Happy World Keratoconus Day!

At Ezekiel Eyes we spend a large portion of our day with patients who have a condition called Keratoconus.

In recognition of Keratoconus Awareness Day, we wanted to shed some light into the lives of those affected by this condition.

Keratoconus is a thinning of the central zone of the cornea, the front surface of the eye.

As a result of this thinning, the normally round shape of the cornea is distorted and a cone-like bulge develops, resulting in significant visual impairment.

Keratoconus-example-topography-1

Here is an example of someone who has Keratoconus (with red area showing thinning of the cornea)

 

In 2021, an Australian study indicated keratoconus prevalence to be 1 in 84 Australian 20-year-olds.

Correcting the visual impairment caused by keratoconus is unfortunately not as simple as obtaining a pair of spectacles.

For most people with keratoconus, the visual distortion is too great and can only be improved with the wearing of rigid contact lenses.

Rigid contact lenses will not cure Keratoconus, but they will improve vision by covering the irregular cornea with the regular focussing surface of the contact lenses.

This effect is the reason that those who experience poor fluctuating vision with spectacles or soft contacts, can achieve a significant visual improvement with rigid contact lenses.

We have had the pleasure of witnessing first-hand the marvellous difference rigid lenses can make to someone’s life.

These contact lenses can be the difference in holding a driver’s licence, being able to study or to hold down a job. They provide people with confidence, through the restoration of vision, and this visual rehabilitation goes well beyond the consulting room.

 

For those with keratoconus, the diagnosis and what follows can seem overwhelming.

Depending on the severity, progression and time of diagnosis, a corneal cross-linking procedure may be offered by an Ophthalmologist.

This too does not cure keratoconus but halts the progression, and a form of visual correction such as rigid contact lenses are still required.
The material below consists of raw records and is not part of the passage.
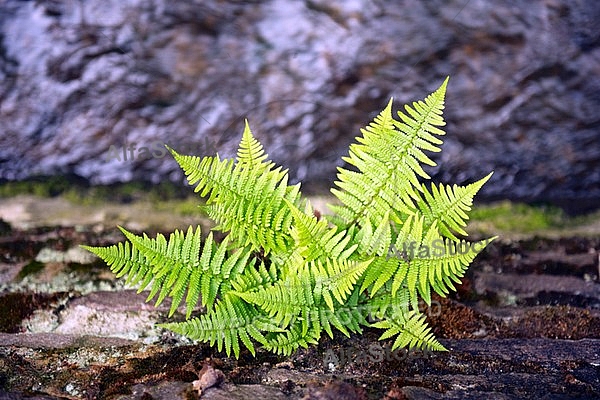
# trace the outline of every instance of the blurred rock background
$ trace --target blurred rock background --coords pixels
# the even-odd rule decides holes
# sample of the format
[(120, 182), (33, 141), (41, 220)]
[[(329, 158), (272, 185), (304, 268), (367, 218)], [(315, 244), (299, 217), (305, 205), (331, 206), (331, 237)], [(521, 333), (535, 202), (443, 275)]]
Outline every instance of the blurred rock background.
[(480, 199), (598, 207), (596, 0), (5, 0), (0, 179), (179, 181), (159, 145), (233, 156), (248, 118), (325, 187), (390, 97), (447, 75), (436, 181), (494, 170)]

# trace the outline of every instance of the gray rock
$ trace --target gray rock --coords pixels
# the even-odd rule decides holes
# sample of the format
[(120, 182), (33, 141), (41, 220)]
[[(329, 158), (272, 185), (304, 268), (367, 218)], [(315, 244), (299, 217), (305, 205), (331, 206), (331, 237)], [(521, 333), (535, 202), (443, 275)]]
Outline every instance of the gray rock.
[(435, 180), (494, 170), (484, 198), (584, 211), (600, 199), (599, 47), (594, 0), (7, 0), (0, 178), (179, 180), (163, 143), (232, 156), (248, 118), (294, 179), (331, 181), (389, 97), (450, 75)]

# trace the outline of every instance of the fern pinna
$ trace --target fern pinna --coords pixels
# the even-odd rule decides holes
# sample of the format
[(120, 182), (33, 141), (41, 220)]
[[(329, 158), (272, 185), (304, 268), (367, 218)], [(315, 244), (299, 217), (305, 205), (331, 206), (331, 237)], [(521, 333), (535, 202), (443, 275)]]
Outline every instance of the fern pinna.
[[(339, 200), (317, 218), (300, 185), (269, 161), (246, 123), (235, 160), (181, 155), (169, 149), (195, 191), (206, 198), (215, 230), (200, 228), (149, 238), (121, 228), (128, 239), (109, 247), (84, 246), (117, 277), (150, 288), (148, 301), (172, 298), (169, 316), (184, 301), (186, 320), (162, 324), (191, 339), (216, 344), (227, 355), (252, 354), (255, 344), (278, 354), (362, 327), (395, 337), (393, 349), (445, 350), (419, 311), (431, 291), (455, 290), (491, 239), (468, 243), (467, 212), (491, 176), (466, 186), (431, 185), (425, 152), (439, 152), (448, 79), (423, 101), (392, 116), (392, 100), (350, 146), (339, 168)], [(458, 251), (467, 248), (468, 251)], [(192, 318), (201, 303), (206, 312)]]

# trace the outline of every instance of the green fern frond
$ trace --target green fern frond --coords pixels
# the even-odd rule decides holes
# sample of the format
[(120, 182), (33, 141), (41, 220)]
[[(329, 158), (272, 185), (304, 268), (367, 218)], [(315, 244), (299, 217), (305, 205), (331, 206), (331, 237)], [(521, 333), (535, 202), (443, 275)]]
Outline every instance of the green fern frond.
[(252, 355), (256, 355), (252, 339), (267, 345), (267, 339), (262, 332), (280, 332), (277, 325), (273, 324), (257, 312), (254, 306), (236, 298), (226, 295), (216, 307), (208, 314), (192, 318), (184, 322), (160, 324), (162, 328), (169, 329), (192, 340), (210, 342), (223, 348), (227, 355), (231, 350), (236, 358), (240, 355), (240, 341)]
[[(465, 225), (473, 197), (490, 178), (467, 186), (425, 185), (426, 153), (440, 151), (448, 79), (422, 101), (392, 116), (392, 100), (364, 129), (338, 168), (334, 215), (315, 216), (300, 185), (268, 159), (246, 121), (235, 159), (171, 154), (204, 210), (226, 233), (202, 242), (200, 228), (168, 239), (121, 228), (127, 240), (83, 246), (119, 278), (150, 288), (156, 305), (171, 297), (171, 316), (185, 301), (186, 320), (160, 325), (239, 357), (258, 343), (289, 355), (334, 328), (362, 327), (396, 337), (393, 349), (445, 350), (419, 304), (431, 292), (455, 290), (468, 265), (494, 238), (469, 243)], [(430, 189), (429, 189), (430, 187)], [(318, 214), (317, 214), (318, 215)], [(462, 249), (468, 249), (463, 251)], [(198, 303), (206, 312), (191, 318)], [(376, 320), (375, 323), (370, 321)]]
[(128, 284), (142, 281), (138, 293), (152, 283), (146, 301), (158, 296), (155, 305), (160, 305), (169, 296), (172, 298), (169, 316), (173, 315), (186, 296), (186, 315), (189, 317), (196, 307), (200, 294), (202, 305), (209, 309), (223, 282), (228, 282), (229, 274), (243, 271), (250, 251), (239, 250), (226, 256), (228, 241), (216, 245), (212, 233), (208, 235), (204, 247), (201, 244), (200, 227), (195, 231), (190, 226), (187, 232), (175, 230), (167, 240), (162, 234), (156, 239), (136, 236), (119, 227), (130, 243), (119, 243), (108, 248), (89, 247), (85, 249), (102, 258), (117, 277), (129, 275)]
[(241, 246), (286, 252), (293, 240), (289, 229), (292, 215), (284, 200), (300, 205), (300, 186), (288, 186), (287, 171), (264, 162), (262, 146), (246, 126), (238, 162), (217, 157), (183, 156), (171, 150), (190, 185), (206, 197), (205, 211), (229, 231)]
[(492, 173), (483, 179), (467, 186), (445, 186), (440, 184), (439, 188), (431, 185), (431, 192), (422, 185), (422, 194), (417, 202), (419, 211), (425, 216), (425, 225), (430, 226), (438, 223), (438, 228), (445, 237), (458, 240), (453, 231), (459, 235), (467, 236), (464, 227), (467, 226), (473, 205), (473, 197), (479, 189), (490, 179)]
[(330, 228), (327, 219), (318, 220), (314, 215), (307, 215), (286, 202), (294, 216), (292, 237), (305, 263), (330, 258), (344, 261), (355, 252), (358, 245), (349, 245), (351, 236), (345, 230)]
[(398, 347), (408, 347), (409, 349), (448, 351), (433, 336), (431, 328), (427, 326), (425, 321), (425, 315), (415, 310), (406, 313), (395, 313), (390, 318), (376, 322), (371, 326), (386, 330), (379, 337), (379, 340), (397, 336), (392, 345), (392, 350)]
[(401, 121), (391, 116), (391, 104), (365, 129), (359, 143), (350, 146), (344, 161), (358, 172), (338, 168), (333, 194), (343, 203), (330, 208), (347, 224), (365, 221), (376, 225), (389, 210), (410, 214), (413, 201), (421, 190), (418, 177), (429, 179), (421, 164), (436, 164), (423, 150), (438, 152), (442, 141), (434, 135), (444, 135), (438, 126), (442, 119), (448, 79), (425, 100), (405, 106), (406, 114), (398, 112)]

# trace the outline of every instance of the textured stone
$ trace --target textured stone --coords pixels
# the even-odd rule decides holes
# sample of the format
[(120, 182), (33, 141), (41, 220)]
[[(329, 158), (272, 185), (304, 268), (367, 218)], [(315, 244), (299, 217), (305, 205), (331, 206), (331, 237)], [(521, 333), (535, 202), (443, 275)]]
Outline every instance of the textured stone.
[(583, 211), (600, 198), (599, 46), (595, 0), (8, 0), (0, 178), (180, 179), (159, 145), (232, 156), (248, 117), (295, 179), (331, 181), (390, 96), (450, 75), (435, 179), (494, 170), (488, 199)]

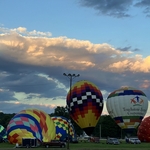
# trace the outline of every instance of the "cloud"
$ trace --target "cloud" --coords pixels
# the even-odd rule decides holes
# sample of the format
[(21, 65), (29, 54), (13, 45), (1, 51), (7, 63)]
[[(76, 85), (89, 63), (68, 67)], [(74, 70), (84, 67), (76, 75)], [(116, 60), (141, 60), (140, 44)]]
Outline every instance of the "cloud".
[(69, 79), (64, 72), (80, 74), (73, 83), (95, 83), (104, 99), (124, 85), (140, 88), (150, 96), (150, 56), (135, 55), (130, 46), (116, 49), (107, 43), (67, 37), (25, 36), (27, 29), (23, 27), (9, 31), (0, 34), (0, 101), (5, 105), (65, 106)]
[(130, 9), (143, 7), (144, 13), (150, 17), (149, 0), (80, 0), (83, 7), (94, 8), (100, 15), (112, 16), (115, 18), (131, 17)]

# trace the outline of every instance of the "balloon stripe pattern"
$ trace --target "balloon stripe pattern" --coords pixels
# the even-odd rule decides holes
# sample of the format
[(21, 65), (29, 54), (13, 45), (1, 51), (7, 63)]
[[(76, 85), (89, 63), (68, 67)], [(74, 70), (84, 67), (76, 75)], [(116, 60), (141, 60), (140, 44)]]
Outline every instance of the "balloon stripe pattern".
[(75, 131), (73, 128), (73, 125), (68, 123), (68, 119), (62, 116), (53, 116), (51, 117), (54, 121), (55, 127), (56, 127), (56, 140), (63, 141), (66, 137), (68, 137), (68, 128), (69, 128), (69, 134), (70, 137), (73, 138)]
[(22, 143), (23, 137), (36, 137), (48, 142), (55, 138), (55, 125), (48, 114), (37, 109), (22, 110), (16, 114), (7, 126), (10, 143)]
[(102, 113), (103, 96), (95, 84), (82, 80), (68, 92), (67, 107), (71, 118), (89, 135)]
[(106, 107), (110, 116), (122, 129), (134, 129), (147, 112), (148, 99), (141, 90), (122, 87), (109, 94)]
[(138, 127), (137, 136), (142, 142), (150, 142), (150, 116), (144, 118)]
[(7, 138), (6, 129), (2, 125), (0, 125), (0, 136), (4, 139)]

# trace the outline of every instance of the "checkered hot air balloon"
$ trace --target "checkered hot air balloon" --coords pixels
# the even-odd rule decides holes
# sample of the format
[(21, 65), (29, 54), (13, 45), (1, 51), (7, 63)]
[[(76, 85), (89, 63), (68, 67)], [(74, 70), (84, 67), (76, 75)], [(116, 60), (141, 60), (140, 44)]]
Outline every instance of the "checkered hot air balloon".
[(144, 118), (138, 127), (138, 138), (142, 142), (150, 142), (150, 116)]
[(68, 137), (68, 127), (69, 127), (69, 137), (74, 138), (75, 131), (68, 119), (62, 116), (51, 117), (56, 126), (56, 137), (55, 139), (64, 141)]
[(7, 137), (11, 144), (21, 144), (25, 137), (36, 137), (39, 141), (48, 142), (55, 135), (54, 122), (47, 113), (38, 109), (20, 111), (7, 126)]
[(130, 134), (145, 116), (148, 99), (141, 90), (122, 87), (109, 94), (106, 108), (115, 122)]
[(67, 107), (70, 117), (91, 135), (103, 110), (102, 93), (90, 81), (76, 82), (68, 92)]

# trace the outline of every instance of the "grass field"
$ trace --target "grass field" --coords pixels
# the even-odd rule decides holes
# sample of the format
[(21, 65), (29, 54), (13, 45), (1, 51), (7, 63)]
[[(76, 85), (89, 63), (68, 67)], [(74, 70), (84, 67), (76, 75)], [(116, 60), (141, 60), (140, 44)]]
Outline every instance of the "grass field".
[[(70, 143), (70, 150), (150, 150), (150, 143), (141, 143), (141, 144), (126, 144), (122, 142), (120, 145), (108, 145), (104, 141), (100, 143)], [(9, 143), (0, 143), (0, 149), (3, 150), (12, 150), (15, 148), (15, 145)], [(17, 150), (24, 150), (27, 148), (16, 148)], [(45, 148), (37, 147), (32, 148), (35, 150), (66, 150), (67, 148)]]

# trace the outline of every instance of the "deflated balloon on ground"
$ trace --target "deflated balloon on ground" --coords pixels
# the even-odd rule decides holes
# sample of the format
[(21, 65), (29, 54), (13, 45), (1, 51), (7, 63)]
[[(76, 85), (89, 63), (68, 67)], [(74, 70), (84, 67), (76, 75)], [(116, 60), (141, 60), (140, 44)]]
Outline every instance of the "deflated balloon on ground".
[(26, 109), (17, 113), (7, 126), (8, 140), (12, 144), (21, 144), (22, 138), (36, 137), (48, 142), (55, 138), (56, 129), (53, 120), (44, 111)]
It is important that rigid contact lenses are correctly fitted to allow even pressure across the delicate cornea.

A poor fitting contact lens can place excessive pressure on the elevated and thin cornea and has been associated with increased rates of corneal scarring.

At Ezekiel Eyes, we find great satisfaction in the fitting of rigid contact lenses for our Keratoconic patients.

It’s not every day you get the opportunity to transform someone’s life in such an impactful way.

Happy World Keratoconus Day!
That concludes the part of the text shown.